J'ai participé, hier, avec beaucoup de plaisir, à une journée consacrée aux contenus web et multimédia, organisée par les étudiants de l'Université Charles de Gaulle à Lille.

Un atelier était consacré aux pratiques rédactionnelles ; un autre, au référencement. Et, comme l'a parfaitement résumé Damien Selosse, dans l'atelier rédactionnel, on a beaucoup parlé de référencement, tandis que dans l'atelier sur le référencement, on a beaucoup parlé de stratégie rédactionnelle.

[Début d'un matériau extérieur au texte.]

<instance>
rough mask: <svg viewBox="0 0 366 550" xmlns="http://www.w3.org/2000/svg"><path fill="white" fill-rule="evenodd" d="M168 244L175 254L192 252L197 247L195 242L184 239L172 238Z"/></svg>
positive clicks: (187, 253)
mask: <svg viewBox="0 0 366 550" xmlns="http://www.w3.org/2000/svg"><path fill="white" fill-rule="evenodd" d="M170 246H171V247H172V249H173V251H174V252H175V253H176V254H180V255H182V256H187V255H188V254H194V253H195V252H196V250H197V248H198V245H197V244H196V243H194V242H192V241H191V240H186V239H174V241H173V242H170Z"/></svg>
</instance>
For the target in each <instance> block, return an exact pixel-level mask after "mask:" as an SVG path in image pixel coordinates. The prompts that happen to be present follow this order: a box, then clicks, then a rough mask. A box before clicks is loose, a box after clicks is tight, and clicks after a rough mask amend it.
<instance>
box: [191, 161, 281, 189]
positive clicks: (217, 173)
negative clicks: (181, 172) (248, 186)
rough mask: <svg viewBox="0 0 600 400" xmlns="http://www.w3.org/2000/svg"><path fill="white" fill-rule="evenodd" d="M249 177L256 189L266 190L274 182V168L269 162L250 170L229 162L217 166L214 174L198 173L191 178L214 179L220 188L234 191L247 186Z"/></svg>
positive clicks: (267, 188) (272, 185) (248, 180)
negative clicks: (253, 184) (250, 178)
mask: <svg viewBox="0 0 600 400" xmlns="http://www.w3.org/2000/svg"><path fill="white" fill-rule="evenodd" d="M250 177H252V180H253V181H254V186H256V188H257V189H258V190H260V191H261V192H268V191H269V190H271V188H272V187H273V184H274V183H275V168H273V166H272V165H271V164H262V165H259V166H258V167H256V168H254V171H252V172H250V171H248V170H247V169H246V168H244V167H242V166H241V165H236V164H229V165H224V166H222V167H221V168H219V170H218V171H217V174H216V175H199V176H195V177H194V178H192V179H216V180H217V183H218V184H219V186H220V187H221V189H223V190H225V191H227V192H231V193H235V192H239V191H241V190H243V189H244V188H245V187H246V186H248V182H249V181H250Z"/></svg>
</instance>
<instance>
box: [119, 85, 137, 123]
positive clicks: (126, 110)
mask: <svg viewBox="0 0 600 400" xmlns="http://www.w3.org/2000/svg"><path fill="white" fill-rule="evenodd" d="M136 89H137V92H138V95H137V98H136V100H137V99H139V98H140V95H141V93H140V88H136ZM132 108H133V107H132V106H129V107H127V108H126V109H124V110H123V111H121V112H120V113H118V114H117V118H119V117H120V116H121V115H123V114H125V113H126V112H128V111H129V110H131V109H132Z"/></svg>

Sur le même plateau : Cédric Dousset et Alix Lassaigne. L'un travaille chez Dixxit, une agence de communication qui vire vers le référencement ; l'autre travaille chez Webformance, une agence de référencement qui vire vers la stratégie éditoriale.

Ce qui est bon pour le lecteur est bon pour le moteur. Il n'existe plus vraiment de frontière entre référencement et conception éditoriale.

Lorsque vous recherchez "vol pour barcelone" ou "vol rome" dans google.be, Brussels Airlines arrive en tête des résultats organiques (référencement naturel, par opposition aux liens sponsorisés).

Ce résultat n'est pas le fruit du hasard.

L'expression "vol pour Barcelone" apparaît cinq à dix fois dans la page cible. En particulier à des endroits stratégiques : la balise TITLE, la balise H1, la navigation, le début du texte, etc.

L'éditeur s'en sort plutôt bien, car cette redondance ne me semble pas trop gênante à la lecture. Vous êtes d'accord avec moi ?

La répétition de mots clés dans un volume de texte donné joue un rôle important dans le référencement. Certains outils en ligne vous permettent de calculer la densité de vos mots clés.

Alors, parfaite l'optimisation des pages chez Brussels Airlines ?
Non, pas encore : actuellement, les photographies ne sont pas enrichies d'un texte alternatif riche en mots clés. C'est une piste supplémentaire à exploiter.